Beyond the Identification of Transcribed
Sequences:
Functional and Expression Analysis
11th Annual Workshop
November 9-12, 2001
Washington D.C.
Bernhard Korn
RZPD - Ressourcenzentrum für Genomforschung
INF 506
69120 Heidelberg
Germany
telephone: +49 (6221) 42 4700
fax: +49 (6221) 42 4704
email: korn@rzpd.de
prestype: Platform
presenter: Zink
D. Zink1,2, S. Haas3, E. Coward3, M. Vingron3, B. Korn1
1 RZPD Ressourcenzentrum für Genomforschung, INF 506, 69120 Heidelberg,
Germany
2 Deutsches Krebsforschungszentrum, INF 506, 69120 Heidelberg, Germany
3 Max-Planck Institut für Molekulare Genetik, Ihnestr. 73, 14195 Berlin,
Germany
Public EST databases currently contain more than 3 million human EST sequences, representing probably 40-50.000 human genes/transcripts. Within these data exists a large redundancy. We take advantage of this redundancy by analysing the differences of sequences belonging to the same gene. The EST sequences are clustered and assembled to a consensus sequence.

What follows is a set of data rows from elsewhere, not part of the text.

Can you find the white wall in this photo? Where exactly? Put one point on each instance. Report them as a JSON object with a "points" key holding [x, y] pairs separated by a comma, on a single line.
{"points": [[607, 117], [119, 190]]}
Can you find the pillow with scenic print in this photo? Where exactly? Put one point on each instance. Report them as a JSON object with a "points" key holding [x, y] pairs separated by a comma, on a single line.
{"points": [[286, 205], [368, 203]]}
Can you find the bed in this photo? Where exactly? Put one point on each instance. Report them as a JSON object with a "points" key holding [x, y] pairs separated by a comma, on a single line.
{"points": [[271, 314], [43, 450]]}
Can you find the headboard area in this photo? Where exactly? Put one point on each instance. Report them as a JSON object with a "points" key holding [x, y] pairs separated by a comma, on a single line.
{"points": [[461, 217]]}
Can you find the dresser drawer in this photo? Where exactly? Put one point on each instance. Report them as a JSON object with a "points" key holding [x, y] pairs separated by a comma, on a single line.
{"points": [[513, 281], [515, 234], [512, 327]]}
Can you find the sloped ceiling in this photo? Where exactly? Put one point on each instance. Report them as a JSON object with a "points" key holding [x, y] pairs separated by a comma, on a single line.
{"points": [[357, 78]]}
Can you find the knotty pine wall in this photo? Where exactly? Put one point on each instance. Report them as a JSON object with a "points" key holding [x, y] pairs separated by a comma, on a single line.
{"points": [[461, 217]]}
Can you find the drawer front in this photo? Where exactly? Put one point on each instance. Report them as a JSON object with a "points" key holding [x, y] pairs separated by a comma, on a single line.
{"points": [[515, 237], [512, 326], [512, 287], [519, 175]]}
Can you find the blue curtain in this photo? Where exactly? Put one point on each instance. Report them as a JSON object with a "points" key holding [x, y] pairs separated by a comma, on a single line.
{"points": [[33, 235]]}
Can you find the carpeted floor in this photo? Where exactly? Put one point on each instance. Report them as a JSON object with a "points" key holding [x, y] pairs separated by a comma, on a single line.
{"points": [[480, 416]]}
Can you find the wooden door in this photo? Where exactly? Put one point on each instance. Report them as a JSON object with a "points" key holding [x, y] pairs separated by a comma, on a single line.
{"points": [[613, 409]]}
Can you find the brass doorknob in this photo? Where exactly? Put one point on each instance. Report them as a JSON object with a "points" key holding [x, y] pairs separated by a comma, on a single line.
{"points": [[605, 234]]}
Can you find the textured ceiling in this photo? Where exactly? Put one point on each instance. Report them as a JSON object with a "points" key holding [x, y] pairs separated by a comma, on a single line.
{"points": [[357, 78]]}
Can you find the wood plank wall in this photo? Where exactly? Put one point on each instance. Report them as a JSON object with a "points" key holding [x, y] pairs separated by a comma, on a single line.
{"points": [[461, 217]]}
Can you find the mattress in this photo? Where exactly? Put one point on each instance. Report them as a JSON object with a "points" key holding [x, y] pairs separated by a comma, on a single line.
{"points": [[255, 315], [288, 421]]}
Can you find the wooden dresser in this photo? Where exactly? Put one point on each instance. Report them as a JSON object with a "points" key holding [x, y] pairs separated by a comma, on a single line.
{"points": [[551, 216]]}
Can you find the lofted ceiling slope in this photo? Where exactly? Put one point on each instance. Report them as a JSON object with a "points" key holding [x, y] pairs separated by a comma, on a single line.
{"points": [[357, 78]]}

However, many clusters cannot be assembled into a single consensus sequence. The EST sequences then fall into multiple consensus sequences (contigs) within one clusters. The differences might be due to imperfect sequence data (e.g. partially unspliced sequence templates, sequencing errors) or due to alternative splicing. Instead of one gene coding for one mRNA leading to one protein, alternative splicing of transcripts may lead to different mRNA species and therefore to potentially different proteins. Splice variants are often due to alternative exon usage, which we verify by RT-PCR. We have set up a medium throughput strategy that does allow us to screen expression of genes in 25 different human tissues of multiple stages. We initiated this project by analysing genes that predominantly reside within the Down-Syndrome critical region and on Chromosome 22. Our results indicate, that the theoretical data represented in EST databases can be verified in many cases by our experimental design. Moreover, we do find additional splice products, that are not defined by any EST sequence. In order to gain more insight, we re-sequence PCR products in question, to confirm their origin and nature. Nevertheless, in more than 18% of the cases, we cannot experimentally support EST data by RT-PCR. In future we want to extend splice variant analysis to other chromosomes and gene families. We intend to automate RT-PCR and ultimately design a chip to discriminate a large number of different splice forms of medically relevant genes.